U.S. District Judge Ann Montgomery ruled last week that the lawsuit against Ostrow and Samuels could proceed, though she dropped the city of Minneapolis and several other defendants from the case. Here’s the history:
After redistricting placed Samuels’ home in the fifth ward instead of the third ward he represented, Samuels ran for the seat occupied by Councilwoman Natalie Johnson Lee. The two squared off that fall for the fifth ward, and sparks flew as community activists chose sides. Samuels won the seat in 2005.
Booker Hodges, then a columnist for the Minnesota Spokesman-Recorder, appeared regularly on a program on Minneapolis Television Network, a cable-access channel subsidized by the city. “Real State of the City,” hosted and produced by Al Flowers, aired an episode with Hodges that took issue with a statement made by Samuels at a community forum.
“I say all the time that my great-grandfather on both sides were mulatto men,” Samuels reportedly said, according to Minnesota Public Radio. “They were descended from the last slave in the family. Mulatto slaves. And the reason my family got a leg up on the people in our village in Jamaica is that we were in the big house. We saw homework done. They saw books read. They saw the piano lessons. That’s why my wife and I say, our house is the big house on our block. And we’re going to open it up to every kid on the block.”
Hodges and Flowers contended that the analogy was disrespectful to many in the African American community, and Hodges said the following on Flowers’ MTN program:
To me the solution is ultimately all the things we sit here talking about, whether it be economic development, which is job creation, people like Council Member Samuels, you know it’s simple. We as a people, one in Minneapolis, have to unite and we have to learn from like Nat Turner’s mistake, and we have to kill the house niggers, we gotta kill `em, and that’s what we’re doing on this show, we trying to kill the house nigger, and we have to get in power. `Cause you have to understand as long as we gotta go begging to somebody we’re never going to get where we need to be. DFL [Democratic-Farmer-Labor Party], for example, representative Ellison . . . even Council Member Samuels, the black people running over in the eighth ward City council-why would you need this party to run in your own neighborhood when you the majority? You don’t need this party. See, black people, we have to understand and get in the right mind set, we have to get in power.
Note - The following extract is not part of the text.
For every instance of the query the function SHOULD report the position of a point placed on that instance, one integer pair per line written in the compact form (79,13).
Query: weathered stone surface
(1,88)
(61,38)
Samuels and Ostrow then asked the manager of MTN to suspend Flowers, effectively ending his program for the duration of the election cycle. Samuels and Ostrow argued that Hodges’ speech constituted “fighting words” and were intended to incite violence against Samuels. Samuels also filed complaint against Hodges, which was eventually dismissed.
Flowers filed suit in federal court, arguing that his suspension violated his right to free speech. Last week, Judge Montgomery in Minneapolis agreed (PDF). “This Court has found sufficient evidence that Samuels and Ostrow’s conduct violated Flowers’ First Amendment rights,” she wrote in her decision.
She also said that Hodges’ speech was crude but not intended to incite violence against Samuels.
“In light of Hodges’ repeated emphasis on voting, the average viewer could have construed Hodges’ controversial comments as a crude way of encouraging viewers to criticize and vote against certain City officials, such as Samuels, rather than literally kill them. This conclusion is corroborated by the absence of evidence that Hodges’ comments incited any viewers to commit violent acts against Samuels.”
Montgomery ruled on a motion for summary judgment to dismiss several defendants in the lawsuit. She declined to dismiss the lawsuit against Ostrow and Samuels, but removed the following from the case: the city of Minneapolis, city spokeswoman Gail Plewacki and five defendants identified as John Doe. The case will now move to trial. Flowers is seeking unspecified damages.